Why is it important that Sarai bear Abram's line? Why not Hagar? or Keturah? (25:1)
God is a respecter of family. Abram's family was with Sarai. Sarai, like mother Eve, had an important role to fulfill. Abram knew it. God knew it. But did Sarai know it? For this purpose she was given the experience of Hagar.

But who can blame Sarai for wondering, for questioning her own place in Abram's promise? She was old, past her bearing years. And why was it that Hagar mocked Sarai so?  Earlier in Genesis 11:30 when we are told "Sarah was barren; she had no child" we are not made aware if the problem lies in Sarai's womb or in Abram's seed? When Hagar conceives it clearly shows that the inability for Abram and Sarai to conceive lies squarely with Sarai.

The Lord is waiting on Sarai. Abram is waiting on Sarai. Consider how differently the story might have turned out if Sarai, at a young age, had born fruit? What would have made this fruit different? What would have made their story special? The fact that Sarai not only had to wait beyond her "time of life"(18:14), had to learn to wait upon the Lord,  had to learn the perspective of her husband's faith, and had to understand the value of her worth not as "a fair woman to look upon" but rather as a spiritual matriarch, helps us understand the struggle of her faith.

Sarai's story makes me wonder how I, when faced with an unfulfilled promise of the Lord, respond? I want to cast blame on everyone else but myself.  How long had the couple considered their options? How strong and sure Abram's love for Sarai must have been for him to cling only to her, and to only consider another woman at Sarai's request.

After Hagar has conceived and Hagar finds refuge in the promise of the Angel, "I will multiply they seed exceedingly," can we see Sarai's role in the formation of God's 'promise' of family. Hagar's child Ismael (also Abram's seed)  will be a "wild man" or  nomadic in nature. Later after Sarah's passing, Abraham will marry Keturah and bear  many other children.

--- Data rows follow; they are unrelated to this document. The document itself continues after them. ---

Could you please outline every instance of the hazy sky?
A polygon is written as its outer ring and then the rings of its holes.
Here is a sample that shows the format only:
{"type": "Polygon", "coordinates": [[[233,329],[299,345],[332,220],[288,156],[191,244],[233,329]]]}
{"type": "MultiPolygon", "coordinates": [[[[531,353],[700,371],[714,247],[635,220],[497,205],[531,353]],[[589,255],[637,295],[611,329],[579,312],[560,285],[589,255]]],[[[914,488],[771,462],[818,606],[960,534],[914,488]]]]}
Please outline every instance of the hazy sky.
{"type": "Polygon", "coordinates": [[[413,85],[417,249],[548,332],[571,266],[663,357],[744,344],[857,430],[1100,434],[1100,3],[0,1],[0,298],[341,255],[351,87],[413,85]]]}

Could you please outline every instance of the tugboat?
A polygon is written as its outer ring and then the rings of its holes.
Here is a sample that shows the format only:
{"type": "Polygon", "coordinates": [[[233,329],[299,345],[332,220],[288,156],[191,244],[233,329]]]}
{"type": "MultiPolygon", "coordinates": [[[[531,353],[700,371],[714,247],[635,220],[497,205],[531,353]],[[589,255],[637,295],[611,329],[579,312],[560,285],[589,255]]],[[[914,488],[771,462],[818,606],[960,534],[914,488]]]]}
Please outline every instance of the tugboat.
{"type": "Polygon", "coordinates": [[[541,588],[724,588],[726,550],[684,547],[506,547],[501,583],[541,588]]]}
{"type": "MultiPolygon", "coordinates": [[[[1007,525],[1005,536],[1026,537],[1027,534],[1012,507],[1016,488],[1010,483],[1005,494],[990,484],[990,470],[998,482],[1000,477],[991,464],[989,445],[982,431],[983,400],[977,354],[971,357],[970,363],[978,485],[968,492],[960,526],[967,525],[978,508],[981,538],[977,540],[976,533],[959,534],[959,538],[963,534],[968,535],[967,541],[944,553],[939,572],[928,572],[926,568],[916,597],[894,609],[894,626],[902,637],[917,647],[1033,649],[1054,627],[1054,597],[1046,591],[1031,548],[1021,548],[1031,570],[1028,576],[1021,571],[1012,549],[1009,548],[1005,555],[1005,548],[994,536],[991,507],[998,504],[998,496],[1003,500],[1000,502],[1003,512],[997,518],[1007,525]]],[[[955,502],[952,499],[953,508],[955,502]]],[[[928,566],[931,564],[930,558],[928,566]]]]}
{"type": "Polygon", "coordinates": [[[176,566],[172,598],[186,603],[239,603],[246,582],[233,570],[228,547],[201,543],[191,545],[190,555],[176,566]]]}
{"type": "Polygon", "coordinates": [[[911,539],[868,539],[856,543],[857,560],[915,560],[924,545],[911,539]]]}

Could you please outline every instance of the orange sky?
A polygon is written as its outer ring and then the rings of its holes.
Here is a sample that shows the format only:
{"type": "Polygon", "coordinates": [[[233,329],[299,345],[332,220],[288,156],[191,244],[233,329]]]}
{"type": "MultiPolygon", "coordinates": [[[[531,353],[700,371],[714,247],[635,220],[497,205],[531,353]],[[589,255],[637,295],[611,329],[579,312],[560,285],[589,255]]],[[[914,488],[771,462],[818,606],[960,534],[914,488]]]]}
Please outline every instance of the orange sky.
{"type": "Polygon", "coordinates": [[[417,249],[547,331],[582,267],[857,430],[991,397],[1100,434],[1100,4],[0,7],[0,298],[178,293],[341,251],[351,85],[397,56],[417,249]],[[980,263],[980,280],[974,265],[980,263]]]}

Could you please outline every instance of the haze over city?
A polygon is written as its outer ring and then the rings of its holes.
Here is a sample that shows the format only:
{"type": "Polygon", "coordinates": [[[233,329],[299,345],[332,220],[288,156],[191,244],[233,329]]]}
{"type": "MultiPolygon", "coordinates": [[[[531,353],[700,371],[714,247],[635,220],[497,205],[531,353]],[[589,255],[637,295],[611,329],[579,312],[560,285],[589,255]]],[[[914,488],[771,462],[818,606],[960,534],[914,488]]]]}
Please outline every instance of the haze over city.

But with Sarai and Abram does God establishes his covenant and promise of eternal family.  And with Sarai's and Abram's faith in one another and the promises of their God, does the Lord  build a faith-based society that establishes a pattern of religious ritual, law, obedience, civility, and peace and reverence for all of mankind to consider.

Sarai's faith does learn to wait. It may not always find rational explanation, but that is the beauty of faith. Like the emerging butterfly, it knows not why it must struggle so, but once the struggle is over and the wind is under wing, it finds great joy in its new height. Sarai's and Abram's experiences have carried them to new life perspectives.  We too can find the strength that faith brings when we learn to  wait on the Lord and allow him, like the cocooned butterfly, to restrain us. In this way we can taste the sweetness that only the beauty of the Lord's love for us will bring.